Everyday for the past two months, I’ve been psychically holding my breath, If I keep doing this my brain tells me she won’t die. The house won’t be gone. The traditions won’t be shattered. The family won’t break apart. I won’t be set adrift into the unknown.
Tonight I drove down to the Wall. We watched the fireworks in Jamestown over the mouth of the Narragansett Bay. North Kingstown started their fireworks display about 10 minutes later. In another time she would have been power walking to the docks in Jamestown, getting an ice cream with the kids. Tonight she can barely keep herself awake and she groans as she crouches down in her seat. I drive the long way back along Ocean Road where the mansions are all for sale. And in this time everyone, anyone can buy their own fireworks and light them off and do. But the fireworks sold are of poor quality and the displays along the beaches are not well timed nor aimed high.

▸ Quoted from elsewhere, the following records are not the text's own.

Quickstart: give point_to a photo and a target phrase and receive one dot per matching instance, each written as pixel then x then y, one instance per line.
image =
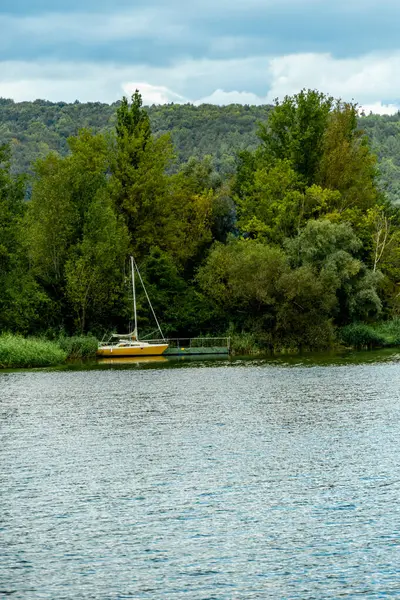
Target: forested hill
pixel 35 128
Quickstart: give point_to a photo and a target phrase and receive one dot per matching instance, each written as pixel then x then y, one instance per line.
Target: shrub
pixel 79 346
pixel 360 335
pixel 17 352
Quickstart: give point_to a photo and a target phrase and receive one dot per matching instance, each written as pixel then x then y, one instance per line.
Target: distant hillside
pixel 35 128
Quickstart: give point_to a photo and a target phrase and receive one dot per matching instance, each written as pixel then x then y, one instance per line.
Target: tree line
pixel 298 241
pixel 33 129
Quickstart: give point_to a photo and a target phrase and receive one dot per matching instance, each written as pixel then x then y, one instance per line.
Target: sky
pixel 216 51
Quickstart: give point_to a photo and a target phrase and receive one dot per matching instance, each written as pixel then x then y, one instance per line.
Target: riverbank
pixel 18 352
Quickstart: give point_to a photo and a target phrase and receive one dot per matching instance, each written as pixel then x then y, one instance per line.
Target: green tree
pixel 295 131
pixel 94 273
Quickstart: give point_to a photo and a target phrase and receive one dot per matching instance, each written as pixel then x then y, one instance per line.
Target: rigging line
pixel 148 299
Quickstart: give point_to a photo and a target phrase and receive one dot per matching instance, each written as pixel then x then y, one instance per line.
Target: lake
pixel 212 479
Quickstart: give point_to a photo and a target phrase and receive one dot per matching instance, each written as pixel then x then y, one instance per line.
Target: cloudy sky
pixel 220 51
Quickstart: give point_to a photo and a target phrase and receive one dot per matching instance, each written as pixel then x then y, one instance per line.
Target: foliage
pixel 17 351
pixel 360 335
pixel 279 238
pixel 83 346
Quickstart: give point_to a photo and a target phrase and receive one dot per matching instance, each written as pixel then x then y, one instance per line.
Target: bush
pixel 360 335
pixel 243 343
pixel 17 352
pixel 390 331
pixel 79 346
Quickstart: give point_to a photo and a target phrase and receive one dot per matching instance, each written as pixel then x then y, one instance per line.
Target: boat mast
pixel 134 298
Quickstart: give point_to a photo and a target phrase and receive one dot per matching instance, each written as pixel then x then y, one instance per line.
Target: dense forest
pixel 299 241
pixel 33 129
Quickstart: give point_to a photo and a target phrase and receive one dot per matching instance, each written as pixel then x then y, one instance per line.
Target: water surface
pixel 216 480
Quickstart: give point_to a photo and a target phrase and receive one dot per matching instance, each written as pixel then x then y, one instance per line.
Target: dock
pixel 196 346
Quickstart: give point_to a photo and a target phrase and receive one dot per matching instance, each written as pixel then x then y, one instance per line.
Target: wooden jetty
pixel 195 346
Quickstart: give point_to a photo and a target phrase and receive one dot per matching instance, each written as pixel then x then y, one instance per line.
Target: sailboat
pixel 128 344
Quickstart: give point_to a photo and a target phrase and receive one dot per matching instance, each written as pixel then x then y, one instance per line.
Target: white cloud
pixel 154 94
pixel 233 97
pixel 366 79
pixel 373 81
pixel 380 109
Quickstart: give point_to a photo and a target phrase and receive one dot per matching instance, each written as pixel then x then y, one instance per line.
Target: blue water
pixel 226 480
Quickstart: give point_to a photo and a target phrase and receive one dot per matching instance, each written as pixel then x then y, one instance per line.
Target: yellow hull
pixel 148 350
pixel 131 360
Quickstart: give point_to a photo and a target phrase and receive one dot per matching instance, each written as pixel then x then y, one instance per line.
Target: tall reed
pixel 16 352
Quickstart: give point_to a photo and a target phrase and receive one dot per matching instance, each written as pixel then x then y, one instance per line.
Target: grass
pixel 17 351
pixel 380 335
pixel 79 346
pixel 243 343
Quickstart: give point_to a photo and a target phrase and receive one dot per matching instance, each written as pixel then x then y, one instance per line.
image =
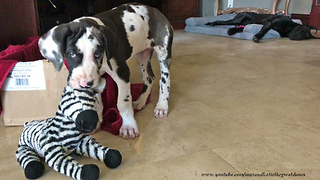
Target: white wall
pixel 296 6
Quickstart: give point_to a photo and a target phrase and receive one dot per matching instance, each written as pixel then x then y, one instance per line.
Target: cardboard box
pixel 32 91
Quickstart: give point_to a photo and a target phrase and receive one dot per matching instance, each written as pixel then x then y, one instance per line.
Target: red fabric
pixel 112 120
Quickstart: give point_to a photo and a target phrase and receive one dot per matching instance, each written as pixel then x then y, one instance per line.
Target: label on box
pixel 25 76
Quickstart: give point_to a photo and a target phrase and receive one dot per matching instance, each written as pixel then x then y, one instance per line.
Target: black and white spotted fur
pixel 103 43
pixel 55 138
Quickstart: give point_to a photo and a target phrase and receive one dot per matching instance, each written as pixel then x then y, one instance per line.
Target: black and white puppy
pixel 103 43
pixel 280 23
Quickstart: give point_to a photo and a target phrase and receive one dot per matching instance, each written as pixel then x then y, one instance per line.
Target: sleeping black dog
pixel 280 23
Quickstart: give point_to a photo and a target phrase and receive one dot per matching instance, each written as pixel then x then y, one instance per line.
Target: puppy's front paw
pixel 255 39
pixel 138 105
pixel 160 113
pixel 129 131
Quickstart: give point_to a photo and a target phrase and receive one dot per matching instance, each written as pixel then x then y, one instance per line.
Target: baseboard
pixel 303 17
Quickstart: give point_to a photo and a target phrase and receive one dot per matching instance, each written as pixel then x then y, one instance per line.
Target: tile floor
pixel 235 107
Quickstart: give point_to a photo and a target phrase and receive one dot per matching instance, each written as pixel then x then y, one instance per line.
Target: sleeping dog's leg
pixel 266 27
pixel 143 58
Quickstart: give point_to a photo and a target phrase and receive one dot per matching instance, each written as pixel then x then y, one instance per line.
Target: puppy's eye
pixel 97 54
pixel 72 54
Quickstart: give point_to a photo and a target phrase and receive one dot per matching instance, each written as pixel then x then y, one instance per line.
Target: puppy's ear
pixel 110 43
pixel 52 45
pixel 101 86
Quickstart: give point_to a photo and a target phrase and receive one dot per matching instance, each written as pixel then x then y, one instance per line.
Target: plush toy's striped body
pixel 55 138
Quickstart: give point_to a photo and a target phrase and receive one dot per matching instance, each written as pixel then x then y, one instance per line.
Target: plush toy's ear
pixel 110 43
pixel 52 45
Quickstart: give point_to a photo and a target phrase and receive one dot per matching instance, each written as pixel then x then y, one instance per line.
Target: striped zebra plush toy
pixel 55 138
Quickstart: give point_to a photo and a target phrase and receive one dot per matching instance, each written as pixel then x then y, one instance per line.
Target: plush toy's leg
pixel 30 162
pixel 91 148
pixel 61 162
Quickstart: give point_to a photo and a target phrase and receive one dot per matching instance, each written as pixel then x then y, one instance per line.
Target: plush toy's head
pixel 80 106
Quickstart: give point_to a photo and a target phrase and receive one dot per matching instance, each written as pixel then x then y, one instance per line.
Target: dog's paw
pixel 255 39
pixel 138 105
pixel 129 131
pixel 160 113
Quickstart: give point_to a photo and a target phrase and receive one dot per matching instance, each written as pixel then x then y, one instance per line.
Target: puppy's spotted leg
pixel 162 107
pixel 129 128
pixel 143 58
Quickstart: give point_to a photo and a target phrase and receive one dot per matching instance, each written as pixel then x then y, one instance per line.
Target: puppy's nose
pixel 90 83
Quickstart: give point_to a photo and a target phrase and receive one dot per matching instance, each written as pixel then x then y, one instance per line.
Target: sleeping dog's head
pixel 85 43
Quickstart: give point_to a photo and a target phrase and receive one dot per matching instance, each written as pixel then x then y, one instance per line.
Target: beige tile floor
pixel 235 107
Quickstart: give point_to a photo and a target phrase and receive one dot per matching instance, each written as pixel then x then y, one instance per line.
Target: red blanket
pixel 112 120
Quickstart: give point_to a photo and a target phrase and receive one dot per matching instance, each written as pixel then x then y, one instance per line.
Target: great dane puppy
pixel 280 23
pixel 102 44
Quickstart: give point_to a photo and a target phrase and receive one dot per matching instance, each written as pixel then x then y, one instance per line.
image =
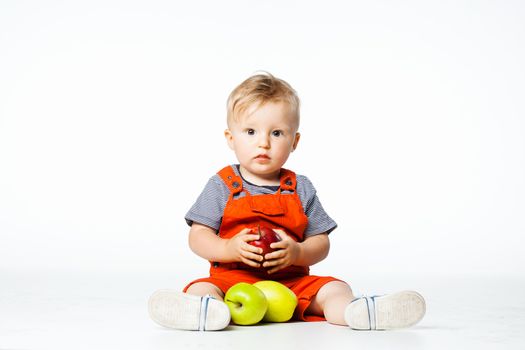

We cruise like I used to when I was free. But the past has bound me and my safety is threatened everything new looks like black emptiness. It’s not shining excitement like when I was young. I know this well and to jump into something unplanned and alien is not something I can trust and believe I’ll be alright. It scares me that I will become like a child again the one that was hurt and abused.
And inside I am screaming. A child’s tune is playing catching at my brain, harassing me: “Skida-ma-rink a dink-ee-dink skida-ma-rink ee doo.” over and over.
And there will be no help. All the small things will be peripheral out on the edge. The real help I need will not be provided by SAMSHA. Dr Kisch won’t understand any of this, only in the sense that I am in crisis. He has no clue how the machines in my head will respond to the will of fate. They will all be bystanders in this road show.
And now we’re all scr3wed my pets. It’s all monkeys and clowns from here on in. Gather around and protect your giblets. No one will be spared because the piper has to be paid.
A little relief. I miss my iPod.
Yeah, you’re so jolly. You did it on purpose. You like a rise, get some attention makes you feel important. I know you. I met you back in 5th grade. You may not be a little blond haired girl now but I know the intentions. F^ck you.
I envied my Father’s lot in life. His eternal sunshine in his almost spotless mind. I’m sure nature would have erased it eventually if he hadn’t died from aspirating that tuna salad. It wasn’t just the fact that he was losing his mind little by little only retaining the older memories until the oldest ones remained. It was the fact that he had a wife who was loyal to him like his very own clan motto: Pro Rege. And he had me. As much as I despised his selfish and egotistical personality and self entitlement I didn’t see the point in punishing someone brain damaged.